The future reserves programme is a bold change programme. It will make defence more flexible and able to deal with the changing demands placed upon it. I say this to the House: the plan is working.

I thank the Minister for responding. No matter how he dresses up the figures, the latest recruitment figures for the Army Reserve show that the trained strength has fallen between April 2013 and October of this year. If one was being charitable, one would say that Government plans to replace 20,000 regulars with 30,000 reservists are struggling to say the least. Those of us who have opposed those plans have questioned the resulting capability gap as 20,000 regulars have been shown the door and the false economies that will loom as the Government are forced to throw more money at failing plans.

Let us be absolutely honest about this: these plans have been in a state of flux from the beginning. The 2010 strategic defence and security review showed haste and little strategic overlay. In 2011, the then Defence Secretary stated that he would keep the regulars in order to check that the reservist plan was working and to recruit those reservists. In 2012, that plan was changed, and the regulars were allowed to leave before we had recruited any reservists. Meanwhile, the start line keeps getting changed. We talk about “one year in”, but we are actually 18 months into this plan and there has been no acknowledgement from the Government. We now have this sorry state of affairs where 20,000 experienced troops have left, including some from my own battalion the 2nd Battalion of the Royal Regiment of Fusiliers, and we are now recruiting—even if one puts the most optimistic spin on these figures—at a rate of seven reservists a month. If we are to meet our deadline and targets, we need to be recruiting nearer 250 a month. Let us not forget that we are 18 months into the plan.

The Public Accounts Committee has condemned the plan. It said that the plan has put anticipated savings at risk

“and is not delivering value for money.”

The National Audit office was critical, saying:

“There are significant risks to value for money which are currently not well understood by the Department or the Army.”

It has even been said that these plans have been put on the Treasury’s watch list.

I have a series of questions for the Minister. There have been extra costs: £10,000 given to ex-regulars to join the reserves,£300 to the civvies, £500 to the employee reservist per calendar month, pension liabilities, and the IT fiasco. How much extra are these plans now costing over and above the original estimate?
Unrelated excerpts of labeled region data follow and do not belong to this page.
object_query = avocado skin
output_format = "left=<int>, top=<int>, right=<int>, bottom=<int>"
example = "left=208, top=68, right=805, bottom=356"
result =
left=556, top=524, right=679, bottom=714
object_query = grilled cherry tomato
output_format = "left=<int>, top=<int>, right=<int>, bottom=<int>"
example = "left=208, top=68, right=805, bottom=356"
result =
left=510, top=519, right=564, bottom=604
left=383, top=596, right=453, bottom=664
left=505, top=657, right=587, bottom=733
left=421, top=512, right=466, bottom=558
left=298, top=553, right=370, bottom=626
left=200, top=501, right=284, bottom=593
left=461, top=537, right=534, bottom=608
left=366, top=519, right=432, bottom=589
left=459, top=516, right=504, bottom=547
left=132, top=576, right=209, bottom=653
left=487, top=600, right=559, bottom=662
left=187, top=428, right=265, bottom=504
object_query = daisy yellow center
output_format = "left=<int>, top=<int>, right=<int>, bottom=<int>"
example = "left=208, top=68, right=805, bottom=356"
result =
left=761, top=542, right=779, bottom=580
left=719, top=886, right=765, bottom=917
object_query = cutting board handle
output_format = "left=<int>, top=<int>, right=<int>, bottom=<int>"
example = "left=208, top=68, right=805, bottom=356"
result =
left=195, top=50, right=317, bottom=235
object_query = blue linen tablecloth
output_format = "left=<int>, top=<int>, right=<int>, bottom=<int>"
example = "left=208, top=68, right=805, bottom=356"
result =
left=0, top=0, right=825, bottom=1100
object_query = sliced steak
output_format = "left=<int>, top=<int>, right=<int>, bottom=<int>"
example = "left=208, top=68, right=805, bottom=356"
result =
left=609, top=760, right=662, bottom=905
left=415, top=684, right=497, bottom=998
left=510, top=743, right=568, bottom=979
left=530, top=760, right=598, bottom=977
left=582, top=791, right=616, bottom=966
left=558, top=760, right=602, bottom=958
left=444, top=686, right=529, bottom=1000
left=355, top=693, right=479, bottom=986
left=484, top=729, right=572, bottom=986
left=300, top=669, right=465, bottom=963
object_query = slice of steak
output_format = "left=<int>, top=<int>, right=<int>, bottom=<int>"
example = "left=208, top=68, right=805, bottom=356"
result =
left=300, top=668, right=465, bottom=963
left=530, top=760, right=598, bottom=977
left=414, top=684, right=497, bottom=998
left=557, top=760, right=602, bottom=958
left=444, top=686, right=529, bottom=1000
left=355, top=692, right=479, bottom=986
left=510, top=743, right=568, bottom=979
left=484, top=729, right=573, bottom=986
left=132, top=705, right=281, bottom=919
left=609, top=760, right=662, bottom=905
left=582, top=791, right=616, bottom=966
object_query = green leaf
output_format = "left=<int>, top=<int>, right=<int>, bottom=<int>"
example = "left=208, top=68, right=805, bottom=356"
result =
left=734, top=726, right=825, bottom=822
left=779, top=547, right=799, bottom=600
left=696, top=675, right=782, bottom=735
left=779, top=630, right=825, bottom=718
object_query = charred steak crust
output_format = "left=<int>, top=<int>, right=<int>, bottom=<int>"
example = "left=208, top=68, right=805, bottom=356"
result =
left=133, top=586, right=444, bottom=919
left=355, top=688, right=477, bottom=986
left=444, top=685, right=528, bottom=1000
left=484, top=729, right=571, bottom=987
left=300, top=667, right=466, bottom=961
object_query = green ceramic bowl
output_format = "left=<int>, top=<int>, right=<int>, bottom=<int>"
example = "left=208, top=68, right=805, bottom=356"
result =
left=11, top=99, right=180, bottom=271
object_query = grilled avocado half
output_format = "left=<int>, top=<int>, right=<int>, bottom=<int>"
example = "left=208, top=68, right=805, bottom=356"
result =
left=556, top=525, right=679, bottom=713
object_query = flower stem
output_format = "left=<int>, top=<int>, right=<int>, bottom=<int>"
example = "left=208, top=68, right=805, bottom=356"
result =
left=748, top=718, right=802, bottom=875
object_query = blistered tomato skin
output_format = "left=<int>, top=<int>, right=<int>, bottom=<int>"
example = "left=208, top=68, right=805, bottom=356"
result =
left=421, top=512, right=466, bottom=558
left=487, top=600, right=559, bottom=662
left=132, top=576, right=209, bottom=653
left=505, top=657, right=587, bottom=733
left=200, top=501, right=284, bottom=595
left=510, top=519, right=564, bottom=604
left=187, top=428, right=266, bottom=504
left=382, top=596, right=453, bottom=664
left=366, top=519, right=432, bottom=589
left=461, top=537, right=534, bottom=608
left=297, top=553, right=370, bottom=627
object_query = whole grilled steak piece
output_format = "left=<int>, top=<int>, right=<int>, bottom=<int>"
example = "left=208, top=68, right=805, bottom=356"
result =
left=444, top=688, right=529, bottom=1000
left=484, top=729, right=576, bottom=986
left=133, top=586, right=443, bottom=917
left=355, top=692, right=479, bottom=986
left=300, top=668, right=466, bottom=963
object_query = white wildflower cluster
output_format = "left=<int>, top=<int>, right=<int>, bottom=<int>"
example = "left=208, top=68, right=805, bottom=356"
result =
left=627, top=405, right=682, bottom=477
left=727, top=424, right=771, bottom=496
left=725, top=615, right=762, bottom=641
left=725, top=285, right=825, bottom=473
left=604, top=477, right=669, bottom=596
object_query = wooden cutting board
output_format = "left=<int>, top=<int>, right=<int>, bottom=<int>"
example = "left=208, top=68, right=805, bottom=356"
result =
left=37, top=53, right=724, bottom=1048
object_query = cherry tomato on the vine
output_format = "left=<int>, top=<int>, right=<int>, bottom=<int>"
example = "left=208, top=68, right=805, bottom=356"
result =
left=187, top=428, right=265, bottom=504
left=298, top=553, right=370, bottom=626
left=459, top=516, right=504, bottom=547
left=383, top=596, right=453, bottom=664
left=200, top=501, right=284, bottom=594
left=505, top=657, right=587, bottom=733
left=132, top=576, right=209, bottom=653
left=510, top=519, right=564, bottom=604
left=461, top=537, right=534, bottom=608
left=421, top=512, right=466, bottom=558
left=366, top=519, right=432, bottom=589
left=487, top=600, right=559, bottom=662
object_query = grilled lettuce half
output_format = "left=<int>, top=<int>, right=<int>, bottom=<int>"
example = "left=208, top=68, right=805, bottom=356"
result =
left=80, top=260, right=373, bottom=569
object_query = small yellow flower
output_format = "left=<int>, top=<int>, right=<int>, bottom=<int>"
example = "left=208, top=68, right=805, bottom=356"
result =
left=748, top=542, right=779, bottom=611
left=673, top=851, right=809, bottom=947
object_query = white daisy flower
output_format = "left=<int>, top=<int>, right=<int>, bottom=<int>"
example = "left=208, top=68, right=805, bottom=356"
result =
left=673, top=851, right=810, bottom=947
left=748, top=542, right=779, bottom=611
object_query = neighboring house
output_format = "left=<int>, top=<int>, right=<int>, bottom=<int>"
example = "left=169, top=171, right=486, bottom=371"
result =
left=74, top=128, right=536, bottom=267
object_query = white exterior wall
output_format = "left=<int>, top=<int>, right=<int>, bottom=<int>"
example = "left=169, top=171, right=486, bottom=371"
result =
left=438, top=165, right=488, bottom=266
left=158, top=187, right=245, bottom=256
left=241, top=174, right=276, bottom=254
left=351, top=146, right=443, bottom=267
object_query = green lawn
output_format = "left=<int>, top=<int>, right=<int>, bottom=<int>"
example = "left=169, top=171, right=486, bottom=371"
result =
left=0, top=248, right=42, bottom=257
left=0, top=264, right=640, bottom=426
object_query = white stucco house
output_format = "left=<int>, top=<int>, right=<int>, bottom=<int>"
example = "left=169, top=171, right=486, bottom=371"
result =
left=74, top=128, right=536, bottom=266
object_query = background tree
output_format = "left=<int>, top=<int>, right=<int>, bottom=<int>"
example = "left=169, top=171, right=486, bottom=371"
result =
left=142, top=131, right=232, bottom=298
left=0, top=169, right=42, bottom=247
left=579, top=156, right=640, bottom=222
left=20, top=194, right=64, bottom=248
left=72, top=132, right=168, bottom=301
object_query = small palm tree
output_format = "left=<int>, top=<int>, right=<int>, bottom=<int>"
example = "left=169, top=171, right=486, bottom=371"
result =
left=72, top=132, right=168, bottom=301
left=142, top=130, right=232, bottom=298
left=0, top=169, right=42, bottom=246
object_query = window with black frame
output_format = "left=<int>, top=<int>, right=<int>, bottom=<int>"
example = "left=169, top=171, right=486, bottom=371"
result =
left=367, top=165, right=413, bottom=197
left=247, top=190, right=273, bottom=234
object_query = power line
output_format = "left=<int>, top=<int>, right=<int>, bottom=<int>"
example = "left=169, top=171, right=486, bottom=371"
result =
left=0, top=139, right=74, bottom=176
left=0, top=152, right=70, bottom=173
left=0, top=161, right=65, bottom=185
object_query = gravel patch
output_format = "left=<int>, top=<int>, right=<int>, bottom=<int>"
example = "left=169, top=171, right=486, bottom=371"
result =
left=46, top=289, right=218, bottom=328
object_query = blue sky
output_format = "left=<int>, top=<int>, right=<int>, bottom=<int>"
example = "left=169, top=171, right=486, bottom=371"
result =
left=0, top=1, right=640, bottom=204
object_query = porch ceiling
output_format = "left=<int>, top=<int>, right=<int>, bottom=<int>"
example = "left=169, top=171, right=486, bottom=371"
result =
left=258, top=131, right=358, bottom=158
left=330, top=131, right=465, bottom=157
Secondly, how big are our capability gaps? Can the Minister guarantee that there will be no operational fall-out from these plans and tell us what assessment has been made? Finally, in this increasingly uncertain world, surely the time has come for a fundamental reappraisal of the need for stronger defence. Trying to get our defence on the cheap is not the right approach. We should now start recruiting regulars to the Army to bring up the trained strength of the Regular Army to at least 100,000. I look forward to hearing the Minister’s response.

I am grateful to my hon. and gallant Friend for his thoughts. Let us be clear on the numbers. The Chief of the General Staff, the professional head of the Army, said to the Defence Committee on 5 November:

“Already, at the six-month point, we have got to 2,100”—

he was talking about new recruits to the reserves—

“and it is my sense that we will increase the numbers beyond the target in this year…It is not something that will be solved overnight, because we have had the last 10 or 15 years when we have not invested in the Reserve in the way that we are now investing in the Reserve.”
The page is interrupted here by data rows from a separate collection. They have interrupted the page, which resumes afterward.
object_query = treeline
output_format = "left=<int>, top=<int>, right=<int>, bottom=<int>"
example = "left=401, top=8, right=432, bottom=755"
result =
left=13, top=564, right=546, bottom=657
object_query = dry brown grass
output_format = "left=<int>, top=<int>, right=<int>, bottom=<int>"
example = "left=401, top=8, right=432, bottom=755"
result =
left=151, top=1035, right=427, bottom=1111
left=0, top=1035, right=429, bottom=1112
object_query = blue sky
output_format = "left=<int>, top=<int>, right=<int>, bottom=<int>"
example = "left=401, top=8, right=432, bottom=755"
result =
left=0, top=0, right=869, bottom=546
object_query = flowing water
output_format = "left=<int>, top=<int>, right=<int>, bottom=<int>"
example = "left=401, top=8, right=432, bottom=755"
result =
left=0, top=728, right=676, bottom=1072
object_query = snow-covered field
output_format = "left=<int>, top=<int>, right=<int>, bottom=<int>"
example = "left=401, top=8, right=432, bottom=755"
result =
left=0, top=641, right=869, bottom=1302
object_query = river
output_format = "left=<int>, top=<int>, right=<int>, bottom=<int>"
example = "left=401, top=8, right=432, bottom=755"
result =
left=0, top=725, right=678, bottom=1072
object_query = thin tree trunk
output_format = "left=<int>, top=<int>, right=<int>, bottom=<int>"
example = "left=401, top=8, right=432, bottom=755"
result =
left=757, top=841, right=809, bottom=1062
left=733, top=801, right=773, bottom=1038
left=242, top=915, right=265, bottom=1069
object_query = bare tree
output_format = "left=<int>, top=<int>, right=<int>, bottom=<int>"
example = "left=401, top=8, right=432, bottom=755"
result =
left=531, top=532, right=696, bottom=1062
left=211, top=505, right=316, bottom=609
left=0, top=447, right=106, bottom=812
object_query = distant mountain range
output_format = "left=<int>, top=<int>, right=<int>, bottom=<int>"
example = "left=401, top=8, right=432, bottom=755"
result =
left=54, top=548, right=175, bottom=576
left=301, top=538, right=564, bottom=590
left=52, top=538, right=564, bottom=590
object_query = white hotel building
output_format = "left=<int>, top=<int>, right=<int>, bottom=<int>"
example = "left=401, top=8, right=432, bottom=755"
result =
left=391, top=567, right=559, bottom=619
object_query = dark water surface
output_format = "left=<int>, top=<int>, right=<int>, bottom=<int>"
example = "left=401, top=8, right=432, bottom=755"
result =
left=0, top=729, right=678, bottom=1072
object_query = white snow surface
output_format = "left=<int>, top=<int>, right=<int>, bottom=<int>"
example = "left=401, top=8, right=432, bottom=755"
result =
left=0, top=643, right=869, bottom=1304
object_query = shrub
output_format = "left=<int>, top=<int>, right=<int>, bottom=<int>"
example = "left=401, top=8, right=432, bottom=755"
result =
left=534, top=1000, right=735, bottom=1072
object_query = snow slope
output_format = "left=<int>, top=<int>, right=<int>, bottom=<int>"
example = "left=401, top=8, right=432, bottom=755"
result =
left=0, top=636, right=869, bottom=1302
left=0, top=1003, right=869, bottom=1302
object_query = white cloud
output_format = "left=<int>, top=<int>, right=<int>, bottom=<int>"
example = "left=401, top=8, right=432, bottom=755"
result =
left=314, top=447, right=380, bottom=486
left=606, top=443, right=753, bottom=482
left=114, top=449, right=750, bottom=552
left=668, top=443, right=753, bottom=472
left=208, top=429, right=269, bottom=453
The point—I have tried to explain this to my hon. and gallant Friend a number of times—is that we had a very long period of decline and neglect. In setting up a new system that for the first time for a decade re-established proper medical checks and proper fitness checks, started to collate the numbers properly and so on, we had some glitches, which have been widely discussed. Most of the improvements we made have happened only in the past few months. In the last quarter, we recruited almost twice as many people as in the equivalent quarter last year. I am grateful to him for his continuing interest in the subject, but may I recommend that he does what almost every single unit I have visited recommends and visits some reserve units to discover the exciting things that are going on?

The Army Reserve has expanded by just 20 troops in the past year—20, not the 30,000 personnel promised by the Prime Minister. Capita is being paid £50 million a year to assist in recruitment, meaning that each new net recruit costs taxpayers £2.5 million. That does not include the millions spent on online and other advertising campaigns. The Minister is failing so badly, two years after the policy was announced, that the upper age limit for recruitment is now to be raised, even though, from his reply to the question, one would not think that anything had changed.

This is a shambles—yet more along the lines of the failed IT systems that wasted millions of pounds of taxpayers’ money and the repeatedly missed and repeatedly readjusted recruitment targets. Now we have the fiasco of the increase in the upper age limit for recruitment, changing the goalposts to meet the targets. Urgent clarity is needed on the level of integration between regular and reserve units following the recent statement by the new Chief of the General Staff. Will the Minister confirm whether it is now Government policy that reservists will not be called on routinely and will instead be used only in times of emergency? When was he consulted on that change in policy?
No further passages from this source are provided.